Date of Award

12-2025

Degree Name

MS in Electrical Engineering

Department/Program

Electrical Engineering

College

College of Engineering

Advisor

Xiao-Hua (Helen) Yu

Advisor Department

Electrical Engineering

Advisor College

College of Engineering

Abstract

Gesture recognition using wrist-based Electromyography (EMG) presents the opportunity to push the boundaries of hand tracking technology while eliminating many limitations of current solutions. However, EMG signals are diverse and difficult to decode. Previous works have opted to reduce the difficulty of the problem by only classifying a small number of gestures, training participant and session specific models, using many electrodes, and/or using large time windows for non-real-time operation.

With the goal of advancing more widely applicable solutions, this thesis develops real-time, participant and session generalized, gesture recognition deep learning models by leveraging the GRABMyo dataset. This dataset has many participants, multiple sessions, and many gestures compared to other datasets, making it ideal for studying the robustness of gesture recognition models.
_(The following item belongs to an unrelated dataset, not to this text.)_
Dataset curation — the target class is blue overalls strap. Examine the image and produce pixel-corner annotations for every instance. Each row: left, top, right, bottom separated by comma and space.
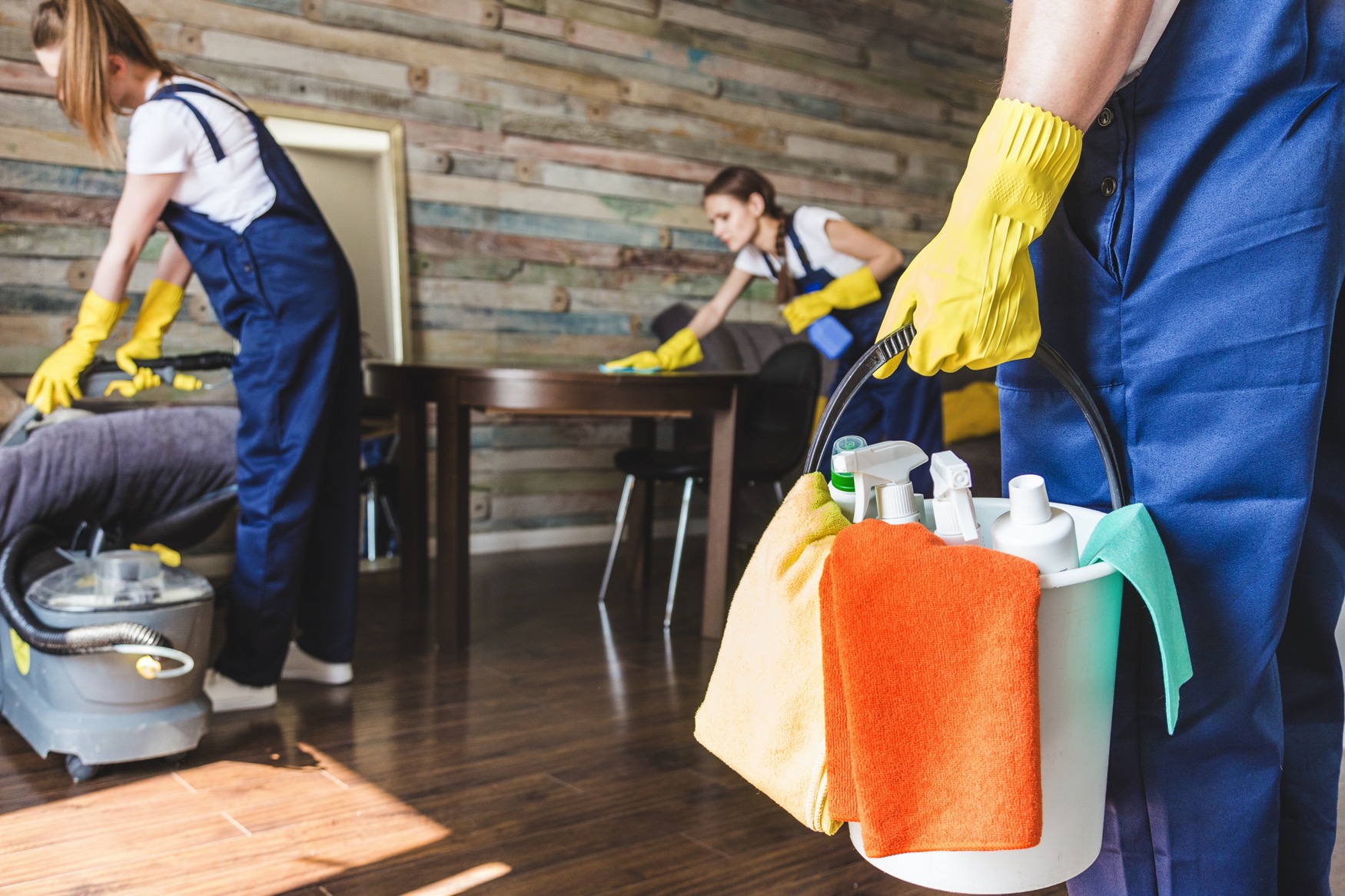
151, 84, 247, 161
762, 213, 815, 280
Unlike most previous works, the proposed models are trained using data of only six electrodes located on the wrist and evaluated with unseen participants and/or unseen sessions. Computer simulation results show that the proposed CNN achieves an average of 82.90% accuracy on 17 gestures while having 10 times fewer trainable parameters than similar existing models, making it more suitable for real-time implementation. The proposed TCN model performs more robustly than CNN on unseen participants, demonstrating a better generalization property and reducing the need to retrain the model for new users.